Segun Bloomberg Línea, el precio del oro enfrenta una segunda mitad de 2026 marcada por una división en el mercado. A pesar de haber alcanzado niveles históricos superiores a los US$5.500 por onza en enero, el metal ha registrado una corrección que se sitúa cerca del 30%, actualmente cotizando en US$4.129,66. Este desplome ha obligado a los especialistas a revisar sus pronósticos para el segundo semestre, sin que aún se hayan modificado las proyecciones a largo plazo. Ewa Manthey, estratega de materias primas en ING, afirma que los fundamentos estructurales que sostienen al oro siguen presentes, aunque el camino hacia una recuperación será más lento y volátil de lo anticipado. La clave del debate actual radica no en si existen factores que impulsan el precio, sino en cuándo esos factores volverán a dominar el escenario frente a la presión que han dejado las expectativas sobre la Reserva Federal.
La política monetaria de la Reserva Federal ha emergido como el eje central de las proyecciones. En 2025, el mercado asumía una reducción progresiva de tasas de interés, pero ahora el enfoque se ha desplazado hacia la duración de las tasas elevadas y hasta la posibilidad de nuevas aumentos. Este cambio tiene un impacto directo en el atractivo del oro, ya que, como activo sin rendimiento, su viabilidad se ve debilitada cuando los tipos de interés suben. Cada incremento eleva el costo de oportunidad de mantener exposición al metal, favoreciendo alternativas como la deuda pública estadounidense o sectores del mercado bursátil con rendimientos más elevados. Para Chris Weston, analista de Pepperstone, el panorama ha cambiado profundamente: el mercado ya no anticipa una primera bajada de tipos, sino que se preocupa por cuándo podría ocurrir una nueva subida.

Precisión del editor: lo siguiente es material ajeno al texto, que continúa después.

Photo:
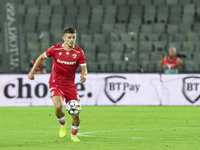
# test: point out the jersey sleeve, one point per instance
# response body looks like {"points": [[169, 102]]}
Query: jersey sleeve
{"points": [[82, 61], [49, 52]]}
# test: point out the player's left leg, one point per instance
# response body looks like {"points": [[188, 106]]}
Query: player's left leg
{"points": [[75, 126]]}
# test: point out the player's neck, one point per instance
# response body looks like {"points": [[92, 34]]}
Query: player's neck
{"points": [[66, 47]]}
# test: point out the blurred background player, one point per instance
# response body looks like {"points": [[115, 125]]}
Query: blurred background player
{"points": [[171, 63], [66, 59], [40, 70]]}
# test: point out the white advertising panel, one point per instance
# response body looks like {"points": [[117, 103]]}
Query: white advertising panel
{"points": [[127, 89], [181, 89], [106, 89]]}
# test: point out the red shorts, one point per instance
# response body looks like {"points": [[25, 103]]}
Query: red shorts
{"points": [[67, 91]]}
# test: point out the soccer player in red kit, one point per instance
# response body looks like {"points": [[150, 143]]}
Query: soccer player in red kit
{"points": [[171, 63], [66, 59]]}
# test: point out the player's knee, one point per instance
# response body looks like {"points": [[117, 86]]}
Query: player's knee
{"points": [[58, 106]]}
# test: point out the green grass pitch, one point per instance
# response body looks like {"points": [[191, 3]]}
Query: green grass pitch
{"points": [[102, 128]]}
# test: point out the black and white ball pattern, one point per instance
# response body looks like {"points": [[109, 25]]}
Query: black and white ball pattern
{"points": [[73, 107]]}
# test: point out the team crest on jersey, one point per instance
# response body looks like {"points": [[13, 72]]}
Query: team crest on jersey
{"points": [[191, 89], [74, 56]]}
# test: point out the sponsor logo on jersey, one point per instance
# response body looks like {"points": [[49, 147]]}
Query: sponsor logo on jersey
{"points": [[116, 87], [191, 88], [66, 62], [74, 56]]}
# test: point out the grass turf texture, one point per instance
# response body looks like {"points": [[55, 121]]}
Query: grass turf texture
{"points": [[106, 128]]}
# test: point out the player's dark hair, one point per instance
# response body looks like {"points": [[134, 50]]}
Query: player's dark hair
{"points": [[69, 30]]}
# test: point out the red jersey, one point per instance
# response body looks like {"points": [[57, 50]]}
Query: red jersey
{"points": [[171, 64], [65, 63]]}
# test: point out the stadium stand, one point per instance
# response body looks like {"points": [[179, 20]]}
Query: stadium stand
{"points": [[116, 35]]}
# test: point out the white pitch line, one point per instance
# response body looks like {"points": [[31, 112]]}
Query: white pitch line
{"points": [[85, 134]]}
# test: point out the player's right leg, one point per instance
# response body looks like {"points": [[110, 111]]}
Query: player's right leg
{"points": [[57, 98], [75, 126]]}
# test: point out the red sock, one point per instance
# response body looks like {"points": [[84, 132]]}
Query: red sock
{"points": [[74, 130], [62, 121]]}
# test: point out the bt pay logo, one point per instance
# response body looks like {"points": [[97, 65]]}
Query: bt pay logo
{"points": [[191, 88], [117, 86]]}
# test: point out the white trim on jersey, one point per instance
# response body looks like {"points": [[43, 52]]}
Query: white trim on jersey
{"points": [[83, 64], [45, 54]]}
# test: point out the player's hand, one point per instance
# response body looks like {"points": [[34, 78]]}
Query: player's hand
{"points": [[31, 76], [82, 78]]}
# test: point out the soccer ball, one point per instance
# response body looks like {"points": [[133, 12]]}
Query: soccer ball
{"points": [[73, 107]]}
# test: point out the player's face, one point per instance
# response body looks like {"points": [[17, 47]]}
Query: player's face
{"points": [[69, 39]]}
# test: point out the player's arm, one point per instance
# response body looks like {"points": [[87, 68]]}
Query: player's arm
{"points": [[37, 63], [83, 73], [179, 63]]}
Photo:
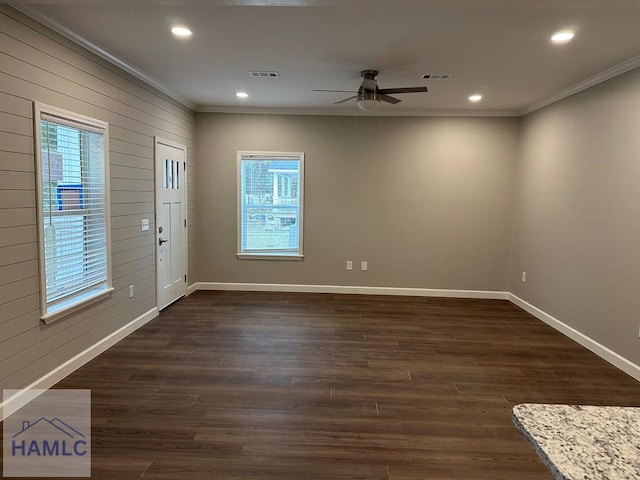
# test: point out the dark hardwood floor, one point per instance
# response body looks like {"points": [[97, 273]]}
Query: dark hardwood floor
{"points": [[231, 385]]}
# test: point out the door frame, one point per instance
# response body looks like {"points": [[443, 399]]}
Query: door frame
{"points": [[185, 249]]}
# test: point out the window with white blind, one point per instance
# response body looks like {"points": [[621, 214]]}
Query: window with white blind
{"points": [[73, 210], [270, 205]]}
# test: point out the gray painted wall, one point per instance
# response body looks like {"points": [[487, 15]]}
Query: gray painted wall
{"points": [[426, 201], [38, 65], [577, 222]]}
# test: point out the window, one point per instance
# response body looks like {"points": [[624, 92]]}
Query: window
{"points": [[270, 199], [73, 210]]}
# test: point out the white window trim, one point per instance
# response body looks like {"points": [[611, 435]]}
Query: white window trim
{"points": [[264, 255], [74, 304]]}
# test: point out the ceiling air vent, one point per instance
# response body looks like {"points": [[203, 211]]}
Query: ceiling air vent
{"points": [[264, 74], [435, 76]]}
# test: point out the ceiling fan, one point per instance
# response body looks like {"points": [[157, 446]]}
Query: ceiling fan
{"points": [[369, 95]]}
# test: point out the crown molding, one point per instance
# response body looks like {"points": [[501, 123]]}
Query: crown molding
{"points": [[355, 112], [608, 74], [92, 47]]}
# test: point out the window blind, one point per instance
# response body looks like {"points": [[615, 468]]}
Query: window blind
{"points": [[270, 204], [74, 213]]}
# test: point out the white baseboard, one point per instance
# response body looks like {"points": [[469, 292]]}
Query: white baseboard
{"points": [[410, 292], [192, 289], [603, 352], [25, 395]]}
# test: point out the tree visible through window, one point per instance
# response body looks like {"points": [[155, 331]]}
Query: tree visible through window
{"points": [[270, 201], [73, 210]]}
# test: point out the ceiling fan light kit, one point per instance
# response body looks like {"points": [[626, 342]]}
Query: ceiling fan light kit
{"points": [[368, 101], [369, 95]]}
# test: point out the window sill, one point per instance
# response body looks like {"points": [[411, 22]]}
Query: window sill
{"points": [[263, 256], [67, 308]]}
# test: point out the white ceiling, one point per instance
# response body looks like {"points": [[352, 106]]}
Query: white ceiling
{"points": [[499, 48]]}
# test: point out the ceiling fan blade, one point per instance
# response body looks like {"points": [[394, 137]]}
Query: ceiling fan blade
{"points": [[388, 99], [339, 91], [384, 91], [345, 100]]}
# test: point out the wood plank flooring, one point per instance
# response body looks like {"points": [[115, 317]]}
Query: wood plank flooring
{"points": [[280, 386]]}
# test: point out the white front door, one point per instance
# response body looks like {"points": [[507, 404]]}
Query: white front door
{"points": [[171, 226]]}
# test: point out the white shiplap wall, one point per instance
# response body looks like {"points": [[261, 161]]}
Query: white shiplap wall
{"points": [[37, 64]]}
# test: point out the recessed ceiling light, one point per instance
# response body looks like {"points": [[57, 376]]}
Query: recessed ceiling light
{"points": [[181, 31], [562, 36]]}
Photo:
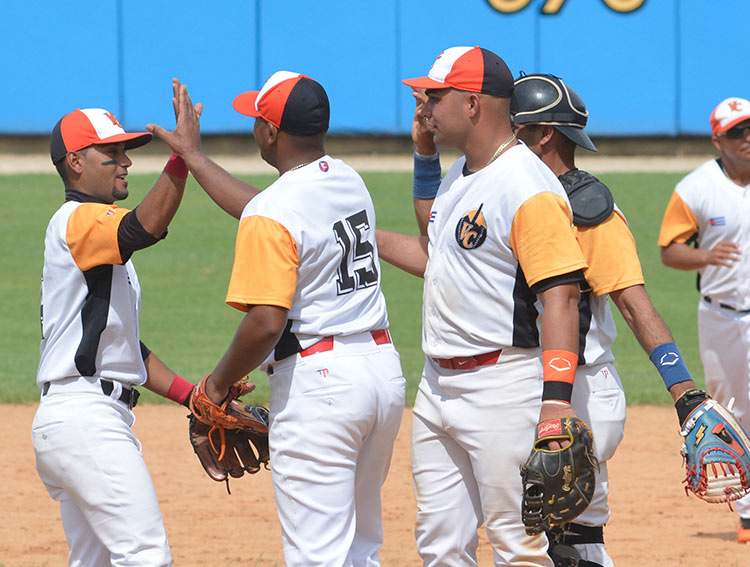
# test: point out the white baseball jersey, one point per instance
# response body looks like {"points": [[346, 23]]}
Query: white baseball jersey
{"points": [[708, 204], [492, 234], [90, 298], [306, 244]]}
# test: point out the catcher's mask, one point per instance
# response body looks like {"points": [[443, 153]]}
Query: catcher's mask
{"points": [[545, 99]]}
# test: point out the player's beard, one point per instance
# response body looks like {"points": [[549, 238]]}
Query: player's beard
{"points": [[119, 194]]}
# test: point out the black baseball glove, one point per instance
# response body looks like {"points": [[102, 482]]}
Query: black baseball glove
{"points": [[558, 485]]}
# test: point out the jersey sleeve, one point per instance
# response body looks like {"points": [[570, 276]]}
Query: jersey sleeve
{"points": [[610, 252], [679, 222], [265, 265], [91, 235], [542, 238]]}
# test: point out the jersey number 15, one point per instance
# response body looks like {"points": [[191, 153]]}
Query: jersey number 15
{"points": [[357, 251]]}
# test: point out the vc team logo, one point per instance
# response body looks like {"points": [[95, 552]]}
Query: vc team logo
{"points": [[471, 230]]}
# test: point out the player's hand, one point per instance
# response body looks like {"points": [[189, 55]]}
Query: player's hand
{"points": [[185, 139], [725, 253], [556, 410], [421, 133]]}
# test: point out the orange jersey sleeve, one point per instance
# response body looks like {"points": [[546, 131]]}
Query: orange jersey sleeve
{"points": [[92, 235], [679, 223], [542, 238], [610, 252], [265, 265]]}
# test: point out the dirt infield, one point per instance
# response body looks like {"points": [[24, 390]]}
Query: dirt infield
{"points": [[653, 522]]}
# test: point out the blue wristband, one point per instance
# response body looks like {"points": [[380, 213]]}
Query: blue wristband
{"points": [[668, 361], [426, 176]]}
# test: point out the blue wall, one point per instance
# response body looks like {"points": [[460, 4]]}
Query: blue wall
{"points": [[658, 69]]}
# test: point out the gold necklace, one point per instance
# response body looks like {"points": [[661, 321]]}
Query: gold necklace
{"points": [[504, 145]]}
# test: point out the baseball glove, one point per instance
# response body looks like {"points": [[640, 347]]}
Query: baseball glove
{"points": [[558, 484], [716, 450], [229, 439]]}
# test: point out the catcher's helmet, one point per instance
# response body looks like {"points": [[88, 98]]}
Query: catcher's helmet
{"points": [[545, 99]]}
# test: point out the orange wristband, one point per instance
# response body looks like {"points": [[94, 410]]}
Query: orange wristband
{"points": [[559, 371]]}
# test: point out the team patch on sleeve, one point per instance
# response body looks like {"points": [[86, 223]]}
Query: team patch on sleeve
{"points": [[92, 235], [542, 238], [265, 265], [679, 223]]}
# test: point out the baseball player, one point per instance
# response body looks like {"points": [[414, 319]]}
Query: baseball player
{"points": [[499, 248], [709, 209], [91, 356], [306, 273], [549, 117]]}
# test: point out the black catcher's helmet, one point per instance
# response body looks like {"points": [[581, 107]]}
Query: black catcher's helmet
{"points": [[545, 99]]}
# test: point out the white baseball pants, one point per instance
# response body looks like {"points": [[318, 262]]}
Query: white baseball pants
{"points": [[90, 460], [334, 419], [724, 339], [472, 430], [599, 400]]}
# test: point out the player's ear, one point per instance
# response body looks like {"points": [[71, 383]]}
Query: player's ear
{"points": [[74, 162], [273, 133], [716, 142], [546, 132], [472, 104]]}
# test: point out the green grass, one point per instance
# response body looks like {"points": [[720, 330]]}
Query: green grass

Para los inversores peruanos, esta dinámica plantea una decisión clave: ¿deberían mantener posiciones en oro como refugio o ajustar su estrategia ante una posible reducción de su atractivo? Aunque el oro ha demostrado resistencia estructural, su valor actual está directamente ligado a las decisiones de la Fed. En un contexto de inflación moderada y tasas de interés estables, el oro puede seguir actuando como un indicador de confianza, pero su rendimiento se ve cada vez más limitado. Los peruanos que han invertido en este activo deben evaluar si su exposición se alinea con la evolución de las políticas monetarias globales, especialmente si las tasas se mantienen altas por más tiempo. La volatilidad del mercado también exige una gestión más cuidadosa, ya que las correcciones pueden ser pronunciadas y no siempre predecibles.